HEK293 (293-H) cell line was purchased from Life Technologies. Hela S3 cell line was purchased from ATCC. HEK293 or HeLa S3 cells were cultured in high-glucose DMEM complete media (Dulbecco’s modified Eagle’s medium (DMEM), 4.5 g l−1 glucose, 0.045 units ml−1 of penicillin, 0.045 g ml−1 streptomycin, and 10% FBS (Life Technologies)) at 37 °C, 100% humidity, and 5% CO2.
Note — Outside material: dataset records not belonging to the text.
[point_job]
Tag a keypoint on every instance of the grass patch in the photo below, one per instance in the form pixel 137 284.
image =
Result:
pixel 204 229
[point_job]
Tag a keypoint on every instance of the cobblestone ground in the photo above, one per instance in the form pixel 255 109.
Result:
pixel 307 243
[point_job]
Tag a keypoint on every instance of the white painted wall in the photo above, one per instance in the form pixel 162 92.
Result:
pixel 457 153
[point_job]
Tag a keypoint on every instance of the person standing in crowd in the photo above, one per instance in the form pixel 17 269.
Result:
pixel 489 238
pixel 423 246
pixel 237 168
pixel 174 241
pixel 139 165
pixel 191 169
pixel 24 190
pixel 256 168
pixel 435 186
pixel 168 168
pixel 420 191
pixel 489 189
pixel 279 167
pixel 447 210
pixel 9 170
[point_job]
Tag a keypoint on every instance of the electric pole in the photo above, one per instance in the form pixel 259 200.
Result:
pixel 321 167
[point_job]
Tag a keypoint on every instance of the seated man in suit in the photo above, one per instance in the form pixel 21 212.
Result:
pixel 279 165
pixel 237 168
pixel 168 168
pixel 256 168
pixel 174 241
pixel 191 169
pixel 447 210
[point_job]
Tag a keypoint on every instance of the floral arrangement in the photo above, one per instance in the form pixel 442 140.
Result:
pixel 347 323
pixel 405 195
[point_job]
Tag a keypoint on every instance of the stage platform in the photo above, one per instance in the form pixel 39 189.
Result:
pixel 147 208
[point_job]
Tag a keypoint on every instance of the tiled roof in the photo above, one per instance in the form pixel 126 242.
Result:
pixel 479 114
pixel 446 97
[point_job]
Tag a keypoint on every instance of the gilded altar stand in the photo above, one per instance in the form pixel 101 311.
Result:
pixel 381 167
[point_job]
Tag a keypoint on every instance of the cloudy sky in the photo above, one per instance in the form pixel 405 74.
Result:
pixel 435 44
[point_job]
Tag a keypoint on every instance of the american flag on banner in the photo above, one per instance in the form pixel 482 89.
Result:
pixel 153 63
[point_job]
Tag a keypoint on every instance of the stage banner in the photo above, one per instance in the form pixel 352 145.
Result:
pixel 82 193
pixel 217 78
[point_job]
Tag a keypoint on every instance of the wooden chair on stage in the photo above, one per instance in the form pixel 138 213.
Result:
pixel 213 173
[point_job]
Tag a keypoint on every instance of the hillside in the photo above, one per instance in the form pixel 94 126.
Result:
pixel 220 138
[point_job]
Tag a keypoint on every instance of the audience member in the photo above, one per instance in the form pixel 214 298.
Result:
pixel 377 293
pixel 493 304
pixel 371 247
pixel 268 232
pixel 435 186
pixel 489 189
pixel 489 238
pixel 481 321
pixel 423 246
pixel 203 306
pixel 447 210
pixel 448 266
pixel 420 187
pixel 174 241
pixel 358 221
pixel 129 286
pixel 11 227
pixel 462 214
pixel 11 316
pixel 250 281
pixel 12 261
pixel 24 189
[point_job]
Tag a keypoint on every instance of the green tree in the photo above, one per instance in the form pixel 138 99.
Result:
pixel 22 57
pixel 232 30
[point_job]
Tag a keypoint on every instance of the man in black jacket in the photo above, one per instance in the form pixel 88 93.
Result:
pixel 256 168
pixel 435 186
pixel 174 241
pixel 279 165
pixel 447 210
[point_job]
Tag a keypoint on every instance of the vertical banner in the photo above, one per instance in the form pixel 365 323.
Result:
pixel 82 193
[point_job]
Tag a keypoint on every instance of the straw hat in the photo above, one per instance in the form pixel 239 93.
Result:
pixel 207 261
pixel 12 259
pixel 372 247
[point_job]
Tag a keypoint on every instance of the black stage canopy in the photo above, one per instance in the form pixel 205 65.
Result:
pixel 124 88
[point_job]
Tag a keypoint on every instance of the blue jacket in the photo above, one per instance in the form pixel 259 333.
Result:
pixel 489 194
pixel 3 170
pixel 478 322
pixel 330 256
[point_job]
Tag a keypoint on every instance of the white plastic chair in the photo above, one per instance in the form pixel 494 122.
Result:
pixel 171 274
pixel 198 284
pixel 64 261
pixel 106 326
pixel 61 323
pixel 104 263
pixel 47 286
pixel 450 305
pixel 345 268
One day before transfection, 1.2 × 105 HEK293 cells in 0.5 ml of high-glucose DMEM complete media were seeded into each well of 24-well plastic plates (Falcon). Shortly before transfection, the medium was replaced with fresh DMEM complete media. The transfection experiments were performed by using either Lipofectamine LTX (Life Technologies) or Attractene transfection reagent (Qiagen) by following the manufacturer’s protocol. The amount of plasmid DNAs used in transfection experiments is listed in Supplementary Table 3. Cells were cultured for 2 days before flow cytometry analysis.

Flow cytometry

Cells were trypsinized 48 h after transfection and centrifuged at 300g for 7 min at 4 °C. The supernatant was removed, and the cells were resuspended in 1 × PBS that did not contain calcium or magnesium. Fortessa flow analyser (BD Biosciences) was used for fluorescence-activated cell sorting analysis with the following settings. TagBFP was measured using a 405 nm laser and a 450/50 filter with a photomultiplier tube (PMT) set at 275 V. EYFP was measured with a 488 nm laser and a 530/30 filter using a PMT set at 240 V. mKate2 was measured with a 561 nm laser and a 670/30 filter using a PMT set at 450 V. For each sample, 1 × 104 to 5 × 104 cell events were collected.

Fluorescence microscopy

The cells were grown on class bottom cell culture dish (ϕ 20 nm) in complete media for transfection. Approximately 48 h after transfection, fluorescent images of cultured cells were captured by Zeiss LSM780. The filter sets (Chroma) are as follows. TagBFP fluorescence was measured with an excitation at 405 nm and an emission in the range of 410–507 nm. EYFP fluorescence was measured with an excitation at 514 nm and an emission in the range of 519–568 nm. mKate2 fluorescence was measured with an excitation at 543 nm and an emission in the range of 571–651 nm. Image acquisition and post-acquisition analysis were performed using ZEN 2011.

Data availability

The authors declare that all data supporting the findings of this study are available within the article and its Supplementary Information files or are available from the corresponding author upon request.

Additional information

How to cite this article: Ma, D. et al. Integration and exchange of split dCas9 domains for transcriptional controls in mammalian cells. Nat. Commun. 7, 13056 doi: 10.1038/ncomms13056 (2016).